# "Secret Wood" pen blank ideas



## mikepet (Mar 6, 2018)

I was recently inspired to try some pens based on the "secret wood" rings and pendants.   Since we have a tube running through, it is kind of hard to make a landscape, but you can still utilize some of the basic ideas.
These are:
-- Use of splintered or rough cut wood.
-- Transparent/translucent resin.
-- Combo of wood and resin.
-- Use of decorative elements.

 Here are the three that I did as samples.  I was pretty happy with them.
First was opaque and the next two I tried decorating the tube with paint and colored sand and glitter and stuff.  The final one I used a basic pen kit and made it extra long (thus the custom cap since I had no more tube!)  Then I used mostly clear resin mixed with swirls of colored resin.

Making the blanks for these is pretty easy and worth trying out.
As you can see from the pictures, I take a pen blank and either break it, splintering it, OR cut it and use some method of distressing it to make it uneven such as a chisel or vibrating tool or cutting wheel.
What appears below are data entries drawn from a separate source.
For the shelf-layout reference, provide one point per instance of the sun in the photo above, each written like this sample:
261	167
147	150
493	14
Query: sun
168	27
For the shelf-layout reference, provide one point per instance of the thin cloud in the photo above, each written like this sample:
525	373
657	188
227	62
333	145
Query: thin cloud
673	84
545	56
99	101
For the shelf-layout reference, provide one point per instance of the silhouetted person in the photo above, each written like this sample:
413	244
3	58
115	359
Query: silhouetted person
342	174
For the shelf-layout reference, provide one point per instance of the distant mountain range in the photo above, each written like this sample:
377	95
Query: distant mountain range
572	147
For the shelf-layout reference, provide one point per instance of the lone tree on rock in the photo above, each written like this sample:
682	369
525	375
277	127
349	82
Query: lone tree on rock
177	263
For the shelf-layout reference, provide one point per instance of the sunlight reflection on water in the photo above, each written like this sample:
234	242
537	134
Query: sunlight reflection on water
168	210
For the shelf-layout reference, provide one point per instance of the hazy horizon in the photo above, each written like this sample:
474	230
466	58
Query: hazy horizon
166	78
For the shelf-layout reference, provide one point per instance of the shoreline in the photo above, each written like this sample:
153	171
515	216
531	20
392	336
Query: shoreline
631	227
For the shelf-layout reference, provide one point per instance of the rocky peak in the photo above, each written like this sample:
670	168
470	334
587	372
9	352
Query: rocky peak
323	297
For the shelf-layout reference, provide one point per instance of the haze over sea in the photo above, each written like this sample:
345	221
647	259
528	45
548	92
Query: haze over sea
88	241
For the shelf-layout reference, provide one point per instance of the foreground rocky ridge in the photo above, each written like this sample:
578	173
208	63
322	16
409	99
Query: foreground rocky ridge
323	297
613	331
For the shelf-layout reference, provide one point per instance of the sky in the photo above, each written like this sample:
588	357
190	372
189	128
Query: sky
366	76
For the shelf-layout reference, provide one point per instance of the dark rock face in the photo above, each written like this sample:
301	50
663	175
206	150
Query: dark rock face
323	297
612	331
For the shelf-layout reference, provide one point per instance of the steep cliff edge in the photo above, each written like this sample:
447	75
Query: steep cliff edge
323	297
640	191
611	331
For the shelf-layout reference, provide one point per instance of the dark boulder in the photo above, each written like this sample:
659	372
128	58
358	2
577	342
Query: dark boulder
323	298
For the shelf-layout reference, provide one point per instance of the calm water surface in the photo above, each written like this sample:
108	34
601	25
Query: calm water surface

You then drill the wood and go ahead and insert the tube(s) and use duct tape to make a boat to hold the resin.  Make sure to cover up the tube entrances well!   
Then you can easily do the pouring of resin in whatever colors or swirleys that you desire.

I have not seen any pens like these, although I am sure something similar has been done before. But hopefully someone finds these interesting and gives it a shot.


----------



## PatrickR (Mar 6, 2018)

Very cool. I’ll add this to my list. Thanks for sharing.


----------